Big Data Valuation: Cost, Market and Income Approaches

Kevin Garwood
13 min readJan 3, 2022

Disclaimer: I am not an IP lawyer, an economist or an accountant. This series of articles on the topic of data valuation captures opinions I developed from taking an online course on IP Valuation. They are not meant to represent the views of my employers, past or present. The purpose of this article concerning technical, legal or professional subject matter is meant to foster more dialogue about the subject and does not constitute legal advice.

I began writing a series of articles on data valuation by asking how the future economic value of Big Data assets could be assessed. I sought inspiration by enrolling in a course on IP Valuation [1] through the IP Business Academy, and reflected on how valuation could apply to data rather than to patents.

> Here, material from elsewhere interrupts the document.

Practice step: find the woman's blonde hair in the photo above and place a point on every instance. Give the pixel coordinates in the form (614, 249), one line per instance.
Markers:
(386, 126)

In the previous three articles, I delved into the meaning of IP Value. The IP Value of an intellectual asset is the correct fitting amongst three components: a valuation object, an exploitation method and a set of complementary goods. I would further advocate a fourth factor: the means of supporting exclusive access rights for the owner.

Comparing Like with Like

In this article, I’ll review the main comparison principles for valuation and relate them to data valuation. In valuations where we compare the economic conversion of the IP we’re interested in with another valued piece of IP, we want to make sure we’re comparing like with like.

Ideally, we would want the valuation object, exploitation scenario and complementary goods all to be as similar as possible between what we’re valuing and what is already generating economic value. The comparison idea is best illustrated by examples of where these factors may differ:

· Different valuation objects. Two similar looking trademarks are both licensed to brand T shirts and mugs, but one trademark design symbolises a sports team and another symbolises a nature conservation group. Even valuation objects that seem similar may have very different contexts.

· Different exploitation methods. The author of a copyrighted story can either use the work to publish books for the public or sell the broadcasting rights to an interested party. The valuation object is the same but it would generate economic value in very different ways.

· Different sets of complementary goods. Two patented technologies help test whether a person has a virus. In addition, both technologies are expected to be put into assembly line production. However, the solution that relies on a cheap chemical strip indicator has a completely different supply chain than the solution that relies on a complex electronic device. Even if we assume the valuation objects are comparable in intent and the exploitation methods are similar, the things needed to realise value in practice could be very different.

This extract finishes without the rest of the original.